In Sri Lanka alone roughly 150 elephants & 60 people die every year as a result of this ongoing conflict.
This was aimed at young people in Sri Lankan schools addressing the value of elephants, the causes of conflict, how to minimize it and the need for conservation. The sessions have been successful in changing children's attitudes in studies already undertaken.
Way Kambas National Park - Sumatra
When Way Kambas National Park was established in 1984, local communities were relocated out of the park, leaving behind open wells, which have proven to be a deadly trap for the wild animals. Wild elephants and other animals are very active in the area between the rain forest and the deep Braja swamp. This area is dense with wells and juvenile elephants are the most common animals found trapped. It is estimated that 300 elephants may have died in these wells since 1984. The bones of the severely endangered Sumatran rhinoceros and Sumatran tiger have also been found in the wells.
Funding from Taronga Zoo’s Field Grants Program is assisting in the closure of these wells reducing the risk to local wildlife.
Taronga Zoo has already contributed $16,200 in funding to support the Thai Government and international conservation agency efforts to stop the illegal killing of wild Asian Elephants in the region. This is through the Convention on the Trade in Endangered Species (CITES) program Monitoring the Illegal Killing of Elephants (MIKE) established to assess the areas of conflict and the reasons why elephants were being killed to assist in resolving the issues.

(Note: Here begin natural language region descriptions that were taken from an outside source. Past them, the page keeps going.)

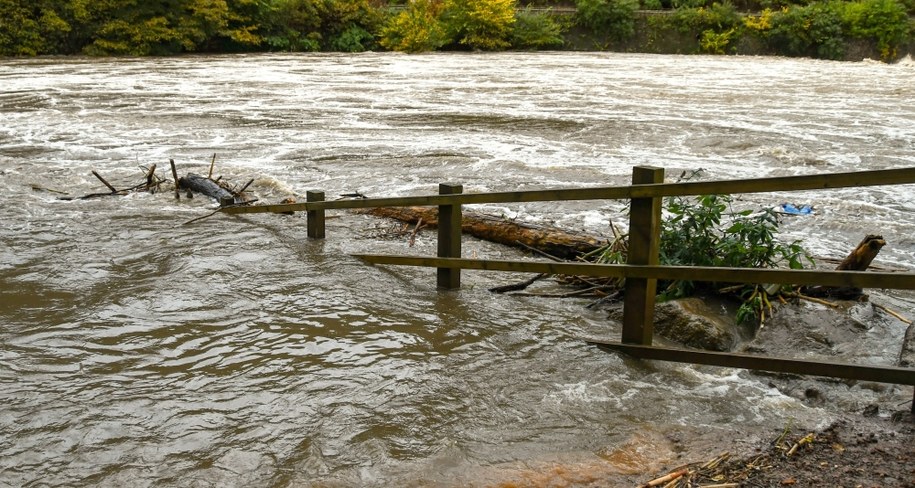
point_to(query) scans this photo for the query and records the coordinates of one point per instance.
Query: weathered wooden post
(449, 237)
(315, 218)
(644, 246)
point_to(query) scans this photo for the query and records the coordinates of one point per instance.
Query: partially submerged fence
(642, 269)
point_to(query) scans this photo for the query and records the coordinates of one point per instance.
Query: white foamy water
(236, 352)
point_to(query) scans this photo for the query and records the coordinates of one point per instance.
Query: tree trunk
(861, 257)
(549, 240)
(858, 260)
(207, 187)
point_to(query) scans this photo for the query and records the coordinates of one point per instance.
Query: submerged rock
(907, 355)
(694, 322)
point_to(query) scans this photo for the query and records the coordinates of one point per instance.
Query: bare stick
(113, 189)
(213, 163)
(175, 176)
(518, 286)
(665, 479)
(151, 181)
(419, 225)
(816, 300)
(239, 192)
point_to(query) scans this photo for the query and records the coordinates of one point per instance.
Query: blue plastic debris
(795, 210)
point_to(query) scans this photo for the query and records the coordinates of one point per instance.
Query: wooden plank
(860, 279)
(759, 185)
(879, 374)
(644, 242)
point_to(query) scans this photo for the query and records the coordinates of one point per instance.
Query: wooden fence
(642, 269)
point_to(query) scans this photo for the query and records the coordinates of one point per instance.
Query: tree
(615, 18)
(480, 24)
(29, 28)
(415, 29)
(535, 30)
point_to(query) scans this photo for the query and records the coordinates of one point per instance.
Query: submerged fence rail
(642, 269)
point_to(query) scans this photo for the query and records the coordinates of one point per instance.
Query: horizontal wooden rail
(758, 185)
(857, 279)
(879, 374)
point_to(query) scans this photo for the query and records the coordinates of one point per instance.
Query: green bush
(814, 30)
(692, 235)
(884, 21)
(613, 18)
(415, 29)
(719, 18)
(348, 25)
(535, 30)
(30, 31)
(485, 25)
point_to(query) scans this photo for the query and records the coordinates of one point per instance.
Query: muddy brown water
(236, 352)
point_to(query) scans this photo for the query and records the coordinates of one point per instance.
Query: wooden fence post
(315, 218)
(449, 237)
(644, 245)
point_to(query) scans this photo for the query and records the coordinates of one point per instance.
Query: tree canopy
(817, 28)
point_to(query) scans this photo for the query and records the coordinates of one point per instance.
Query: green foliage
(535, 30)
(614, 18)
(820, 28)
(885, 21)
(712, 42)
(692, 235)
(349, 25)
(486, 25)
(718, 18)
(415, 29)
(813, 30)
(293, 25)
(29, 28)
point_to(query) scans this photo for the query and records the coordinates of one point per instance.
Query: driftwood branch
(207, 187)
(549, 240)
(859, 259)
(103, 180)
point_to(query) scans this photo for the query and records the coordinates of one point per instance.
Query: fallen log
(549, 240)
(859, 259)
(208, 187)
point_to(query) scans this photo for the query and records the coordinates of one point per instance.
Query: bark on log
(207, 187)
(549, 240)
(857, 260)
(861, 257)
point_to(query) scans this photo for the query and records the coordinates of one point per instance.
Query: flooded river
(235, 352)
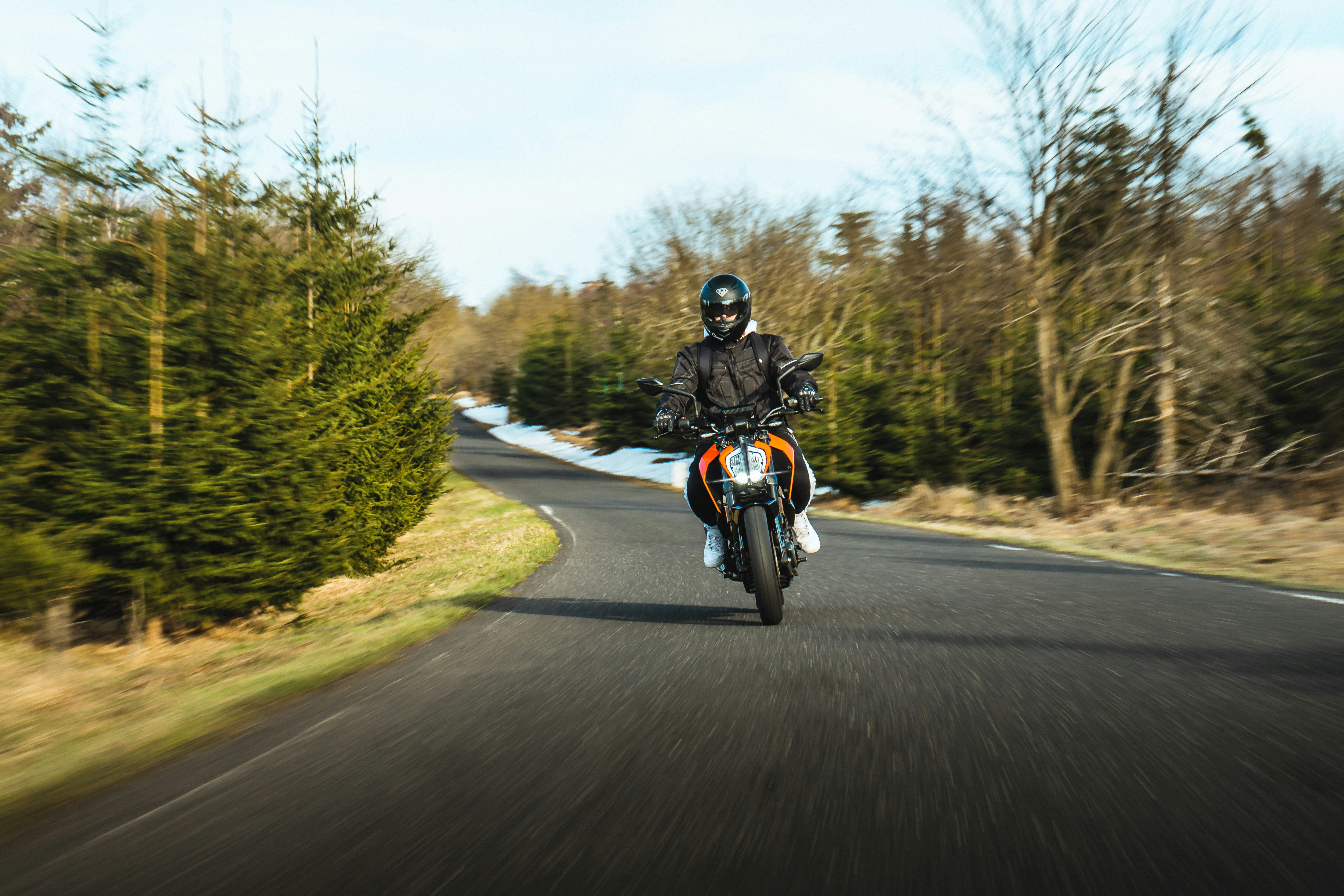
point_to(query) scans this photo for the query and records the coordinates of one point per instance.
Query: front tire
(765, 566)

South Luangwa Conservation Society
South Luangwa is a 9,050 square kilometre National Park in eastern Zambia. Home to over 100 species of mammals and 470 species of birds, this wildlife area is regarded as Zambia’s iconic National Park.
Taronga Zoo has provided funding for an anti-poaching campaign within the South Luangwa National Park (Zambia) to reduce the illegal snaring and shooting of animals for the Bush Meat trade, including African elephants, rhinoceros, primates, antelope and birds.
Elephant DNA Program
Provided base levels of DNA for comparison with wild elephants for Flora and Fauna International project in Cambodia. The DNA was collected from Taronga's breeding group using mouth swabs.

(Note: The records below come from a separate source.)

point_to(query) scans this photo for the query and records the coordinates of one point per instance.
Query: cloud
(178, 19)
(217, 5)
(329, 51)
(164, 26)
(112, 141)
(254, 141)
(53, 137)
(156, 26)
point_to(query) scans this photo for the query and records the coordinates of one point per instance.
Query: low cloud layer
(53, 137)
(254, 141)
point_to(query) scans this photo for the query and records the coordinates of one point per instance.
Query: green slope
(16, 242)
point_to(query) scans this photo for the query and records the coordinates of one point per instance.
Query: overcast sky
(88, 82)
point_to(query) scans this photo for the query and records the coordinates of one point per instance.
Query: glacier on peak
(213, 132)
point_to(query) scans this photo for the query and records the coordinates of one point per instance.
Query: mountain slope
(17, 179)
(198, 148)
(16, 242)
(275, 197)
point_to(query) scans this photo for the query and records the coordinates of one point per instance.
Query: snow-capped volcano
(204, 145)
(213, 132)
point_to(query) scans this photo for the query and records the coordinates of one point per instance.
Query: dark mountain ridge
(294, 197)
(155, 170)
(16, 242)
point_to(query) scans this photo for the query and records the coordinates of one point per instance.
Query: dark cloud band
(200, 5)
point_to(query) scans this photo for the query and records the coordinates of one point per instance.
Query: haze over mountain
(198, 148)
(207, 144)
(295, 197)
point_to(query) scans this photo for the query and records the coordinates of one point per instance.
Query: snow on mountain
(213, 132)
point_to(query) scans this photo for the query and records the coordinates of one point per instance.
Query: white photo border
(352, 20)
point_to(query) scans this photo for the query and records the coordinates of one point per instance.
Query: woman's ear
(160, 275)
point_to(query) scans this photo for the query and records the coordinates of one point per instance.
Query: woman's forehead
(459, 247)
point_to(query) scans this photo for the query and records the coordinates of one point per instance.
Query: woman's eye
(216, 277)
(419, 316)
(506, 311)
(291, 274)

Elephant Veterinary Centre - Mahidol University
Taronga and Melbourne Zoos built at their cost a quarantine centre and elephant care facilities at Mahidol University which was the site our elephants began their journey prior to coming to Australia. This was handed over on the elephants' departure to the University for use in the care of elephants and other wildlife, becoming the first national centre for elephant health.
The zoos have contributed over $150,000 to this centre and it has been officially named by Thai authorities as "Haven of the Elephants".

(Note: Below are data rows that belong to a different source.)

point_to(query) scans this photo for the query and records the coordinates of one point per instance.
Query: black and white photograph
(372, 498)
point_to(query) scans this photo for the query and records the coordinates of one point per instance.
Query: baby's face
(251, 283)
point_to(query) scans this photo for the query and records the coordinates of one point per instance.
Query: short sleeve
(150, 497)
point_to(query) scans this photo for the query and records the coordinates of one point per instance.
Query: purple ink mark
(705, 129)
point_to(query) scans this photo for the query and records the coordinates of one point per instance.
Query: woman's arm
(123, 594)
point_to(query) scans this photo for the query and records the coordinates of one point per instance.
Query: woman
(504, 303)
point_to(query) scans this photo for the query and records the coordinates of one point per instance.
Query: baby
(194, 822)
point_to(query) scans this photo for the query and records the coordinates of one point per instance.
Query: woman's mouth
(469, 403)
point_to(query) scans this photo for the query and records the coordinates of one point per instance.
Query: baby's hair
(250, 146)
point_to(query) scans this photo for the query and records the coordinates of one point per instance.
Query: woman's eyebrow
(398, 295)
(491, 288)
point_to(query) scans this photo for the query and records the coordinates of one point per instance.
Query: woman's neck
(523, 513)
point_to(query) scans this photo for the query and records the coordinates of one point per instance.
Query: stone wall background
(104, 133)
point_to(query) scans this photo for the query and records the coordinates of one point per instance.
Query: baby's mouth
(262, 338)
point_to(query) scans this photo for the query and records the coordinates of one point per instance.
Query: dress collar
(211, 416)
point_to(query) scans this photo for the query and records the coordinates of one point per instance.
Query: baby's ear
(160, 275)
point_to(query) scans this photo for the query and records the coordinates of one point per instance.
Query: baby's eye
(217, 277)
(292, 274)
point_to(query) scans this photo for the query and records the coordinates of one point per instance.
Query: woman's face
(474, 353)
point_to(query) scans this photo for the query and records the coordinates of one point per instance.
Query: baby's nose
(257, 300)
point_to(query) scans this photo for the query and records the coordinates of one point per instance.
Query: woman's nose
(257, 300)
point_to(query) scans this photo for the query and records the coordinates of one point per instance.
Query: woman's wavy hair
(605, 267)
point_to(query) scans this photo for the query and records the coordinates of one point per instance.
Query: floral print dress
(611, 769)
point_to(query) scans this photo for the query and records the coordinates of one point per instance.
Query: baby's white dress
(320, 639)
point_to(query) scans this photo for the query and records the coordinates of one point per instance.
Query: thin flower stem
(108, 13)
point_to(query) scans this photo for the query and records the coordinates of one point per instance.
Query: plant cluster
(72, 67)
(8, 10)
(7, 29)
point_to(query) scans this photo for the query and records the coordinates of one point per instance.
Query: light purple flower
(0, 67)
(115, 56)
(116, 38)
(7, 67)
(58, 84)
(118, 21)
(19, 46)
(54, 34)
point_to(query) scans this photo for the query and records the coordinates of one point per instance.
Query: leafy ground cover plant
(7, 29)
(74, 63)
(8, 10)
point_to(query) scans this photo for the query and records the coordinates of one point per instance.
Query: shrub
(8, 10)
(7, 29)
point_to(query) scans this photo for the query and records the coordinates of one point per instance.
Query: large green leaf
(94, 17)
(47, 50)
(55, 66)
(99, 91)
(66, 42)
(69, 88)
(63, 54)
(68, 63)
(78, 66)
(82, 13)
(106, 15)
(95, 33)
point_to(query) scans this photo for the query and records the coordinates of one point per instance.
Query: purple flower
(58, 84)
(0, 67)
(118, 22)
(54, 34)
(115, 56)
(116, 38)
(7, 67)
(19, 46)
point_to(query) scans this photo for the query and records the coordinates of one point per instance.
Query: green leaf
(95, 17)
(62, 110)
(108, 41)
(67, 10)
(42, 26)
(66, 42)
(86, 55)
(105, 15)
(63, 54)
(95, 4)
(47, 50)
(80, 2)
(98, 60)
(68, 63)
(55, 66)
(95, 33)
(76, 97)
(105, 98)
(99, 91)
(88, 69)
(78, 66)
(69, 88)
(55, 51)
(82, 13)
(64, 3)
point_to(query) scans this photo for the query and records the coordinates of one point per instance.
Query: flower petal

Micro - Chipping Domestic Nepalese Eelephants
In 2004 Taronga and Western Plains Zoos' veterinarians helped the Nepal Government place identifying microchips in all the country's domestic elephants and helped train veterinarians in the scanning process. This helps prevent illegal cross-border imports of wild-caught elephants from Myanmar. Taronga Zoo Veterinary staff have been regular visitors to Nepal for over a decade, working with local veterinarians to improve health care for elephants and other wildlife in Nepal.
Mahout Support Program to Introduce Trust - Based Management Techniques
Following an approach by the Thai mahouts who worked with zoo staff on the arrival and integration of the Thai elephants, the Zoo and its Elephant Management team committed to support these mahouts in their plan to introduce these modern trust-based techniques at Thai elephant training centres. The goal is to replace the more common traditional system which is more discipline-based.
Both Taronga and Melbourne Zoos have visitor donation facilities that encourage their 2.5 million (between both zoos) visitors annually to contribute to these and other projects for wild elephants.